Ce n’est pas par hasard que le quartier de Beaulieu, à Sisteron, a été choisi comme étape par LFI pour la tournée de sa « caravane populaire » : c’est un quartier populaire, et surtout, un quartier qui vote très peu. Le taux d’abstention y est particulièrement élevé. Et LFI a choisi de mettre l’accent sur la mobilisation des abstentionnistes, ou des personnes non inscrites sur les listes électorales.

C’était le cas de très nombreux habitants croisés en porte à porte par les militants lundi soir, pour certains difficiles à convaincre. « Avoir une députée d’extrême droite ? Cela ne me dérange pas, c’est pas grave, chacun vote comme il veut », répond un habitant à Léo Walter, ancien député LFI du département.
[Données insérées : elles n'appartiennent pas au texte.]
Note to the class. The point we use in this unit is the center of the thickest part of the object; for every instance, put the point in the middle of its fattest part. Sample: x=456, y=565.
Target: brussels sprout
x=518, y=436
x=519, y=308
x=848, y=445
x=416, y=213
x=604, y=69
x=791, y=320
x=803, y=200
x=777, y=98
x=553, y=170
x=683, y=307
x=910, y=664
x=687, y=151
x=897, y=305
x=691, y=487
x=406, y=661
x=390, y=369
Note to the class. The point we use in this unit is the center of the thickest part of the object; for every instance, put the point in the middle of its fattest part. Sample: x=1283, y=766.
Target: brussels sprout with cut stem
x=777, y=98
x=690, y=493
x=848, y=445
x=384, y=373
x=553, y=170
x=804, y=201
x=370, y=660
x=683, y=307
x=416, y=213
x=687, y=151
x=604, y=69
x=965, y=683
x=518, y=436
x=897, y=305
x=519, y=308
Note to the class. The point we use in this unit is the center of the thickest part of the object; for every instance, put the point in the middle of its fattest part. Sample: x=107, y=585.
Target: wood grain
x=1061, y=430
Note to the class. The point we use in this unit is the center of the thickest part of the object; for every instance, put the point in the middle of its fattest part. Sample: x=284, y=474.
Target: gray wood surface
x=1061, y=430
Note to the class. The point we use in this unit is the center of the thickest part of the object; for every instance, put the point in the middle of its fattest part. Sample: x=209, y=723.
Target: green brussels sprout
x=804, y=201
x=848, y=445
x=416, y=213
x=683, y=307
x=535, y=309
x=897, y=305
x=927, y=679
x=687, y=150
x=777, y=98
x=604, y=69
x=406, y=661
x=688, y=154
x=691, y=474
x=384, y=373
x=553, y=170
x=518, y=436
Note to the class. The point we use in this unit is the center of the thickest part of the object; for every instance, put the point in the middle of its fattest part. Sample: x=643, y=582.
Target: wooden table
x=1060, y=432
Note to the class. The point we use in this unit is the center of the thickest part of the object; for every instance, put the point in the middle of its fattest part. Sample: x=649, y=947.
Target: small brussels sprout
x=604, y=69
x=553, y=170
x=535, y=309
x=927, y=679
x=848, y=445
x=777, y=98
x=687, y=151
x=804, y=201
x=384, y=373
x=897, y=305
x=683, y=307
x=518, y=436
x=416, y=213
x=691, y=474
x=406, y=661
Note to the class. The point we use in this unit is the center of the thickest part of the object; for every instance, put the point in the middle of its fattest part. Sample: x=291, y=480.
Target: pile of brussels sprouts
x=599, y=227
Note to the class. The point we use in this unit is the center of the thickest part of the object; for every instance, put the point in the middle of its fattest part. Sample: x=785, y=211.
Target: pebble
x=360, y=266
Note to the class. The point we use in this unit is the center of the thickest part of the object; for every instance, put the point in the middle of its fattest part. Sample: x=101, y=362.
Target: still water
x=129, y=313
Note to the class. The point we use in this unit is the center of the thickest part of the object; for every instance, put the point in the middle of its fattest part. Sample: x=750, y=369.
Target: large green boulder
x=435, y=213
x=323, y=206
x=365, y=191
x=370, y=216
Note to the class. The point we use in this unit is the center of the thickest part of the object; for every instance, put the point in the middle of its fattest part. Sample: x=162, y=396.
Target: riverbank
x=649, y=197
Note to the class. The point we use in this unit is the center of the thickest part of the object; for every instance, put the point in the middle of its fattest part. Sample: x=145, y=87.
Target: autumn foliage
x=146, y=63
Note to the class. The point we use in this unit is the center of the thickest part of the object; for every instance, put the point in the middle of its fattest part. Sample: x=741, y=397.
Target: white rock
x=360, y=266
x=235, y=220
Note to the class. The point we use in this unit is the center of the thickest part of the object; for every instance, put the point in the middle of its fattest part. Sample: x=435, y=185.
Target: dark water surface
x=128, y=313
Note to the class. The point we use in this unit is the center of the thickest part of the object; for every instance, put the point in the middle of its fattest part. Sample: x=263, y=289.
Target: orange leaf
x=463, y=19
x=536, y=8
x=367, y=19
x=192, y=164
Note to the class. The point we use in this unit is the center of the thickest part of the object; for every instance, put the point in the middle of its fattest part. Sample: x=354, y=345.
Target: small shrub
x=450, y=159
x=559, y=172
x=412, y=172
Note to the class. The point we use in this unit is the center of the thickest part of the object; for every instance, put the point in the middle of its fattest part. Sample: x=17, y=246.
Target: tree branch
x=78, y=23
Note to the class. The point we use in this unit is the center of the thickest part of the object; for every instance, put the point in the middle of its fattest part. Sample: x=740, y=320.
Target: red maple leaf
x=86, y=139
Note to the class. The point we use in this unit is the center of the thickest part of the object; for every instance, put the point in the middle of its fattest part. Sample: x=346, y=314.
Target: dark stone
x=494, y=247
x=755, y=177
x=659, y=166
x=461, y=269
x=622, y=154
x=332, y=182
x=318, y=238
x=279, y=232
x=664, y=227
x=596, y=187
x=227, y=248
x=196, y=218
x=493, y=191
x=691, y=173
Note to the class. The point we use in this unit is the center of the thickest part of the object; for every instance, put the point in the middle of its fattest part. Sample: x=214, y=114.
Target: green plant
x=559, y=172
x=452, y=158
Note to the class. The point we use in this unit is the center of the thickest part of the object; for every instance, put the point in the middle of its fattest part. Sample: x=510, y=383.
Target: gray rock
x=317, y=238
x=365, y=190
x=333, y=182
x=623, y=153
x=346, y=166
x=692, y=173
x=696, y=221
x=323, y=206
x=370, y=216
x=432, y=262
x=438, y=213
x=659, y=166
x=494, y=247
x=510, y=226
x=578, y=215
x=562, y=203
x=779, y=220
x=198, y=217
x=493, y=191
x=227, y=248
D’autres, plus réceptifs, apprennent avec les militants à s’inscrire sur les listes électorales. « 20% des gens sont mal inscrits ou pas inscrits », déplore Juliette Lanos, militante LFI à Clermont-Ferrand, qui s’est lancée dans la tournée de la caravane du Sud de la France. Trois autres caravanes populaires parcourent le Nord, l’Est et l’Ouest. L’idée est également de « montrer que les insoumis ne partent pas en vacances » et restent actifs même en dehors des périodes électorales, avance Édouard Richard, militant lillois. « Quand on discute, qu’on parle de fond, du programme, très vite, la diabolisation du personnage de Mélenchon passe au second plan », affirme Juliette Lanos.

LFI a également profité de cette journée pour annoncer ses candidats pour les sénatoriales : Marianne Mougey, maraîchère et conseillère municipale de Thoard et Maxime Mazi, responsable d’une biscuiterie-chocolaterie à Volx.